Our destination was Adventure Bay around the middle of the island and a place with an extraordinary history. Adventure Bay was named by Tobias Furneaux in 1773. Previously sighted by Abel Tasman in 1642, it would have been the site of the earliest contacts between original Australians and European explorers.
The bay has been visited by a veritable who’s who of early explorers including Captain Cook and William Bligh. The popularity of the bay to early explorers no doubt is due to it offering excellent shelter from the prevailing westerlies as well as offering several sources of fresh water.
The bay was also the site of a whaling station and remains of those activities still exist.
Shore time beckoned and we soon discovered hidden treasures related to the bay’s rich history. Both Bligh and Cook have had creeks and local streets named after them, but the most interesting find was a small building built from convict-era bricks called the Bligh Museum. Run by the jovial and knowledgeable caretaker Barry, it was a veritable treasure trove of documents (some original) and artifacts documenting the rich history of Adventure Bay in the early exploration of Australia.
Among the exhibits were a varied range of items including a piece of the tree used by Cook to tie up his boat and detailed models of early visiting ships as well as early maps. There were also log books and documents related to the era.
Interesting documents included a requisition by Captain Bligh requesting approval to write off the loss of tools which were entrusted to him on his ship the Bounty. The request was approved and signed by King George the third. Stephen questioned what sort of paperwork would have been required relating to the loss of the entire ship as a result of the infamous mutiny.
Detailed charts of the area were complements of Bligh while sailing master for Cook on the ship Endeavour.
Having suffered several mutinies during his career, it seems likely that Bligh was a difficult person to deal with although his seamanship skills were unquestioned. History reports that during their visit to Adventure Bay, Bligh and his First Mate, Fletcher Christian had a falling out, a precursor to the mutinuous events later in Tonga?
Other documents included a log note from Cook expressing the opinion that gannets were superior eating to wild ducks and cormorants, apparently lacking the “fishy taste” associated with the latter. We decided to forgo that particular culinary experience.
After an enthralling couple of hours we returned to Sheokee to set the net for a feed of fish. Tasmania rarely disappoints and our efforts were rewarded with a good catch of local seafood, washed down with local wines.

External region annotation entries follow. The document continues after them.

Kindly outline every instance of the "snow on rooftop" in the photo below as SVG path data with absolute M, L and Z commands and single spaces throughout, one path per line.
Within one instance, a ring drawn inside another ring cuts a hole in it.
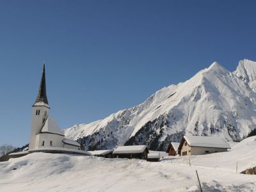
M 45 106 L 45 107 L 49 108 L 49 105 L 44 102 L 36 102 L 33 106 Z
M 160 159 L 159 153 L 149 153 L 148 154 L 148 159 Z
M 184 136 L 189 146 L 230 148 L 229 144 L 220 137 Z
M 26 151 L 20 151 L 18 152 L 9 154 L 8 156 L 19 156 L 19 155 L 24 155 L 28 154 L 28 150 L 26 150 Z
M 92 156 L 104 156 L 113 152 L 113 150 L 89 150 L 87 152 L 90 153 Z
M 175 150 L 178 150 L 179 146 L 180 145 L 180 143 L 172 142 L 171 144 L 172 144 L 172 147 L 173 147 L 173 148 Z
M 60 129 L 56 122 L 51 116 L 47 117 L 43 128 L 42 128 L 41 132 L 56 133 L 64 136 L 64 133 L 62 130 Z
M 121 146 L 116 148 L 113 154 L 140 154 L 143 152 L 147 148 L 146 145 Z
M 76 145 L 77 147 L 81 147 L 81 145 L 79 143 L 78 143 L 73 140 L 68 139 L 67 138 L 65 138 L 64 140 L 62 140 L 62 142 L 63 142 L 64 143 L 66 143 L 66 144 L 70 144 L 70 145 Z
M 73 149 L 73 148 L 64 148 L 64 147 L 44 147 L 44 148 L 38 148 L 29 150 L 29 152 L 54 152 L 56 151 L 58 152 L 59 151 L 65 152 L 67 152 L 67 153 L 69 152 L 76 152 L 79 153 L 81 154 L 84 154 L 87 156 L 90 156 L 91 154 L 88 153 L 86 151 L 82 150 L 77 150 L 77 149 Z

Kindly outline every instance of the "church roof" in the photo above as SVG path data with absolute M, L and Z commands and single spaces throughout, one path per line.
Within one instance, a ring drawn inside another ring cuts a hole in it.
M 78 143 L 78 142 L 77 142 L 77 141 L 74 141 L 74 140 L 71 140 L 71 139 L 69 139 L 69 138 L 65 138 L 62 140 L 62 142 L 63 142 L 63 143 L 65 143 L 65 144 L 68 144 L 68 145 L 75 145 L 75 146 L 77 146 L 77 147 L 81 147 L 81 145 L 80 145 L 79 143 Z
M 49 116 L 48 116 L 44 124 L 43 127 L 41 129 L 41 132 L 53 133 L 64 136 L 62 130 L 60 128 L 54 120 Z
M 44 103 L 49 104 L 47 97 L 46 95 L 46 83 L 45 83 L 45 65 L 44 63 L 43 72 L 42 73 L 41 83 L 39 87 L 38 94 L 37 95 L 36 102 L 36 103 Z

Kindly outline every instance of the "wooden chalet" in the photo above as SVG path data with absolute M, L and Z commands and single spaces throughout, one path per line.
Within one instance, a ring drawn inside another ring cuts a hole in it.
M 176 156 L 179 154 L 179 146 L 180 143 L 171 142 L 167 148 L 166 153 L 168 156 Z
M 114 158 L 148 159 L 148 149 L 146 145 L 122 146 L 113 152 Z
M 229 144 L 220 137 L 185 136 L 179 146 L 179 150 L 183 156 L 225 152 L 230 148 Z
M 160 160 L 160 154 L 157 152 L 149 153 L 148 154 L 148 161 L 158 162 Z
M 105 158 L 112 158 L 113 157 L 113 150 L 90 150 L 88 152 L 90 153 L 92 156 L 101 157 Z

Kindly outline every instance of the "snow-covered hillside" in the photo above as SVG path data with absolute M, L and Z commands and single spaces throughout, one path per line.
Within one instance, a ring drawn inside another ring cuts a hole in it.
M 254 77 L 255 62 L 241 61 L 234 72 L 214 62 L 187 81 L 157 91 L 138 106 L 102 120 L 74 125 L 65 134 L 87 150 L 146 144 L 151 150 L 163 150 L 170 141 L 180 141 L 184 134 L 241 141 L 256 127 Z
M 230 152 L 161 162 L 34 153 L 0 162 L 0 191 L 256 191 L 256 136 Z

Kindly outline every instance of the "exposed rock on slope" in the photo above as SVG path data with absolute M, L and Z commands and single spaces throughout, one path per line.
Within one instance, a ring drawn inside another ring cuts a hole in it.
M 90 150 L 124 144 L 165 150 L 165 141 L 179 141 L 184 134 L 240 141 L 256 127 L 256 93 L 252 86 L 256 73 L 252 68 L 256 71 L 255 62 L 243 60 L 232 73 L 214 62 L 187 81 L 157 91 L 137 106 L 102 120 L 76 125 L 66 129 L 65 134 Z

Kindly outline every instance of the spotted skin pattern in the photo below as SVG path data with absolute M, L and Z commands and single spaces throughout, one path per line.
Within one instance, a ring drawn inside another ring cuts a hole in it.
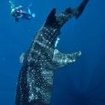
M 67 8 L 59 16 L 55 16 L 56 9 L 50 12 L 24 54 L 17 83 L 16 105 L 51 104 L 54 70 L 75 62 L 81 55 L 80 51 L 64 54 L 56 49 L 60 29 L 72 17 L 78 18 L 87 2 L 83 0 L 79 7 Z

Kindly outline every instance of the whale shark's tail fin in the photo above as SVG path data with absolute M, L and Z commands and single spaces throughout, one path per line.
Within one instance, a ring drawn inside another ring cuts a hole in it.
M 58 24 L 55 14 L 56 14 L 56 9 L 54 8 L 48 15 L 47 20 L 45 22 L 45 26 L 55 27 Z

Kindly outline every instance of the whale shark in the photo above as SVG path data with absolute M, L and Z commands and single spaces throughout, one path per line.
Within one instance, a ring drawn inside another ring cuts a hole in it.
M 19 72 L 16 105 L 50 105 L 54 71 L 72 64 L 81 56 L 81 51 L 62 53 L 57 49 L 62 26 L 71 18 L 82 14 L 89 0 L 83 0 L 76 8 L 66 8 L 56 15 L 56 8 L 49 13 L 39 29 L 30 48 L 22 57 Z

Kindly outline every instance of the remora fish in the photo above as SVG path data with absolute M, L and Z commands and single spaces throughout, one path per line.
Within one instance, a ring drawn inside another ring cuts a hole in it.
M 89 0 L 75 9 L 67 8 L 59 16 L 53 9 L 44 26 L 24 55 L 16 93 L 16 105 L 50 105 L 54 69 L 71 64 L 81 52 L 63 54 L 56 49 L 61 27 L 72 17 L 78 18 Z

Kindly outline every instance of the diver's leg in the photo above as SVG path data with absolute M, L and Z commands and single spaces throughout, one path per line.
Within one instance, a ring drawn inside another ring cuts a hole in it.
M 30 20 L 31 19 L 31 14 L 28 13 L 23 13 L 23 18 Z
M 79 5 L 79 7 L 75 9 L 74 15 L 76 18 L 78 18 L 82 14 L 88 2 L 89 0 L 83 0 L 83 2 Z
M 74 63 L 77 60 L 77 58 L 80 56 L 81 56 L 81 51 L 71 53 L 71 54 L 63 54 L 63 53 L 59 52 L 57 49 L 55 49 L 53 63 L 57 67 L 62 67 L 67 64 Z

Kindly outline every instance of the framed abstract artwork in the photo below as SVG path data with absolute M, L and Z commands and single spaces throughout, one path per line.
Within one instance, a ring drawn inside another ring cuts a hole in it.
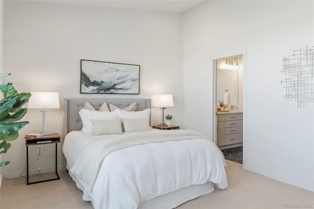
M 139 94 L 139 67 L 81 59 L 80 93 Z

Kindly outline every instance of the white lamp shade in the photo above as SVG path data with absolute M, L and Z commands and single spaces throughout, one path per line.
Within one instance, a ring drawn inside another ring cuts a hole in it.
M 156 107 L 173 106 L 172 94 L 157 94 L 153 95 L 152 106 Z
M 28 109 L 59 109 L 59 93 L 46 91 L 30 92 L 31 96 L 28 100 Z

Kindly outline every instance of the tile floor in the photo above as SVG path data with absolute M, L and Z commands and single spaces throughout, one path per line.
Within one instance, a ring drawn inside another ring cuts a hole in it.
M 221 150 L 225 158 L 228 160 L 243 164 L 243 147 L 234 147 L 233 148 Z

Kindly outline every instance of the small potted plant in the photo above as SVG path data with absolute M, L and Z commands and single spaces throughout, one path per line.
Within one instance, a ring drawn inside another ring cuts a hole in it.
M 168 114 L 166 115 L 165 118 L 166 118 L 166 125 L 171 126 L 171 122 L 170 121 L 170 120 L 172 119 L 172 115 Z
M 219 103 L 219 106 L 220 107 L 220 111 L 224 111 L 224 101 L 223 100 L 219 100 L 218 101 Z

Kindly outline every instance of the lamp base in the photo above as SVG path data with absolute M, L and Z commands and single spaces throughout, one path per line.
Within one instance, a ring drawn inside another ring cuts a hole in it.
M 47 133 L 47 132 L 40 131 L 40 133 L 42 133 L 43 135 L 44 135 L 44 136 L 50 136 L 50 133 Z
M 158 126 L 161 126 L 161 127 L 165 127 L 165 126 L 168 126 L 168 125 L 166 125 L 166 124 L 164 124 L 164 124 L 161 124 L 161 124 L 158 124 Z

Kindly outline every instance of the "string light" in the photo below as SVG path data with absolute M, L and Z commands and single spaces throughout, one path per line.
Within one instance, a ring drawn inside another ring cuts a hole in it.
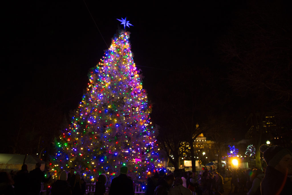
M 152 106 L 134 63 L 129 34 L 114 37 L 90 70 L 86 93 L 55 142 L 53 171 L 75 167 L 91 180 L 97 173 L 114 176 L 124 165 L 141 178 L 163 165 L 149 116 Z

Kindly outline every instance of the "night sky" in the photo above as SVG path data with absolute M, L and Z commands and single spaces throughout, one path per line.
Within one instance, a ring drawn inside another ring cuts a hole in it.
M 127 17 L 134 25 L 128 29 L 134 60 L 145 77 L 143 88 L 155 103 L 159 94 L 155 85 L 170 77 L 207 68 L 221 78 L 218 80 L 224 80 L 229 67 L 219 59 L 218 42 L 238 22 L 238 13 L 255 6 L 241 2 L 245 1 L 98 1 L 85 2 L 100 33 L 83 1 L 21 1 L 3 8 L 1 129 L 2 139 L 8 138 L 1 152 L 12 152 L 10 146 L 20 128 L 25 130 L 20 133 L 22 144 L 37 142 L 23 135 L 57 127 L 41 127 L 41 118 L 61 123 L 76 108 L 89 69 L 102 57 L 118 28 L 123 27 L 117 18 Z M 285 8 L 285 4 L 279 5 Z M 219 85 L 229 91 L 225 83 Z M 237 105 L 237 98 L 232 103 Z

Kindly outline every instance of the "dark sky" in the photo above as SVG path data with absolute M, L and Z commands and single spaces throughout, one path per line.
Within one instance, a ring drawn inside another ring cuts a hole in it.
M 155 102 L 154 86 L 171 73 L 207 67 L 226 74 L 228 67 L 216 57 L 217 42 L 236 22 L 237 13 L 249 8 L 241 1 L 85 1 L 100 33 L 83 1 L 3 6 L 1 93 L 8 134 L 15 137 L 19 121 L 54 109 L 67 115 L 76 108 L 89 69 L 122 28 L 117 18 L 126 16 L 134 25 L 129 30 L 134 61 Z
M 73 109 L 86 87 L 88 70 L 110 45 L 118 27 L 122 27 L 116 19 L 121 17 L 134 26 L 129 30 L 134 60 L 150 92 L 170 71 L 187 72 L 178 64 L 215 67 L 214 42 L 226 30 L 233 12 L 245 6 L 232 1 L 142 5 L 86 1 L 101 35 L 82 1 L 33 1 L 6 7 L 2 83 L 7 84 L 2 91 L 10 94 L 6 101 L 38 99 L 40 92 L 47 96 L 60 93 L 59 87 L 66 91 L 59 94 L 60 101 L 71 99 L 66 108 Z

The next day started later than usual (it must have been the fish) but we eventually sailed north to complete our circumnavigation of Bruny Island. After a few hours replenishing supplies while at the friendly Oyster Cove Marina in Kettering, we again headed out for a few days further exploration of the area before Stephen and I reluctantly had to return to Sydney.
Historical anomaly
One interesting aside, one of the maps displayed in the museum was an early chart by Captain Cook. On his chart the rock is called Pedro Blanco in accordance with the local spelling rather than the official name Pedra Branca.
It looks like the locals were pretty right after all.